Practical inference acceleration: pre-computation combined with grouped convolution brings MoE inference close to single-model speed (59 FPS).
Cross-domain unification: a single model handles industrial, medical, and synthetic scenarios simultaneously, demonstrating the generality of the paradigm.

Limitations & Future Work¶

Pixel-level detection (MF1_P) does not surpass baselines on certain datasets (e.g., MVTec-3D: 44.16 vs. 44.72).
The method requires a pre-trained WideResNet50 as a prior feature generator, introducing an additional dependency.
Image-level AUC on the BraTs medical dataset is slightly below INP-Former (95.84 vs. 96.06).

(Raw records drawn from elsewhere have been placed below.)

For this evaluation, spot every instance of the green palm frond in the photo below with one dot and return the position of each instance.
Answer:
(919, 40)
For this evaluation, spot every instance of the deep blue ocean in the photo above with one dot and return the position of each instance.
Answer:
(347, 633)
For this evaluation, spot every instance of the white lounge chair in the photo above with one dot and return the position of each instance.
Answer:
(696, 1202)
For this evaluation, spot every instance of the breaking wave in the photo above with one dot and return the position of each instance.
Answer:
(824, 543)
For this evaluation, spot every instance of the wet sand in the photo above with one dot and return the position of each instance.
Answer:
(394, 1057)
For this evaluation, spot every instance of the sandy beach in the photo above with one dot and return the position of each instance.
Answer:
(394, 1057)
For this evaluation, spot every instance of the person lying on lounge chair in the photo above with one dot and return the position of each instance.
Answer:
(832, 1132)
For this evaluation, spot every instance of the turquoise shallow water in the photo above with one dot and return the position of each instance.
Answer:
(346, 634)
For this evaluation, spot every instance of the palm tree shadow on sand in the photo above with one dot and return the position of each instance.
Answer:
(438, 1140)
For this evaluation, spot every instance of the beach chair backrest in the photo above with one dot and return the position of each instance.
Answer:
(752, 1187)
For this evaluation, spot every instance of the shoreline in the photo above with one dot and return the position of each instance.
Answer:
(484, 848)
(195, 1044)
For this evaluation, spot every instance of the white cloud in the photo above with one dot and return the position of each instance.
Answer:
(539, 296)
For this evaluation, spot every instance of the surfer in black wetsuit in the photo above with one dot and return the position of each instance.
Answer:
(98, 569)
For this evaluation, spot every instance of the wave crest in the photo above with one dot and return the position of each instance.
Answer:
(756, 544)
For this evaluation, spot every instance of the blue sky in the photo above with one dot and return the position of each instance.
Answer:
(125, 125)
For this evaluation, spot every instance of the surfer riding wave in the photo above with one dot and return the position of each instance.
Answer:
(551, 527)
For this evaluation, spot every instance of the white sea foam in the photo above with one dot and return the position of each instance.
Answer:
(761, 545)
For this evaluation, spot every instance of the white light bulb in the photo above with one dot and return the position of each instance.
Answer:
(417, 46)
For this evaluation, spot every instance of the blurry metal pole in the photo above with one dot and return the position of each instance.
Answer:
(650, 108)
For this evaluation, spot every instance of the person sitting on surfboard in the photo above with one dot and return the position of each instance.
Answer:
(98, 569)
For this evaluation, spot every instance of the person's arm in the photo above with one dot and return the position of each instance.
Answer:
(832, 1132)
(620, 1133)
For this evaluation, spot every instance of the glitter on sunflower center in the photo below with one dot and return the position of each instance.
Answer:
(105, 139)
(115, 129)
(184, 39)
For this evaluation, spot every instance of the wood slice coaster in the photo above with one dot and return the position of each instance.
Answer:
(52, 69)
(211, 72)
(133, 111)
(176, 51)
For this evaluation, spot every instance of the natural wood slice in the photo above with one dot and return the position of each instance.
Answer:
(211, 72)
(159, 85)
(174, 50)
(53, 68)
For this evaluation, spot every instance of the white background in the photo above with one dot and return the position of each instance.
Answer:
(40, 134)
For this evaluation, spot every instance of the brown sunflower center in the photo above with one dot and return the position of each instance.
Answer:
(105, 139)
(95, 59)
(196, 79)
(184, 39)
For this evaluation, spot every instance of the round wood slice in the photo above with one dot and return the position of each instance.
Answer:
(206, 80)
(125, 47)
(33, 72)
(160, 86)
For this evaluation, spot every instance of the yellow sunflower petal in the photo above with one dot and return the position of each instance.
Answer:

vs. M3DM: M3DM relies on memory-bank retrieval and is extremely slow at inference (0.39 FPS); UniMMAD is 150× faster.
vs. CFM: CFM uses fixed fusion, resulting in lower AUC and slower inference; UniMMAD's C-MoE dynamic fusion is more effective.
vs. INP-Former: UniMMAD remains competitive even in purely RGB single-modal, many-class settings (MVTec-AD + VisA, 66 classes).

Rating¶

Novelty: ⭐⭐⭐⭐ General-to-Specific + C-MoE constitutes a systematic innovation.
Experimental Thoroughness: ⭐⭐⭐⭐⭐ Five multi-modal datasets + two single-modal datasets, with comprehensive ablation and efficiency comparisons.
Writing Quality: ⭐⭐⭐⭐ Framework description is clear and well-organized.
Value: ⭐⭐⭐⭐ A unified anomaly detection framework with practical industrial application value.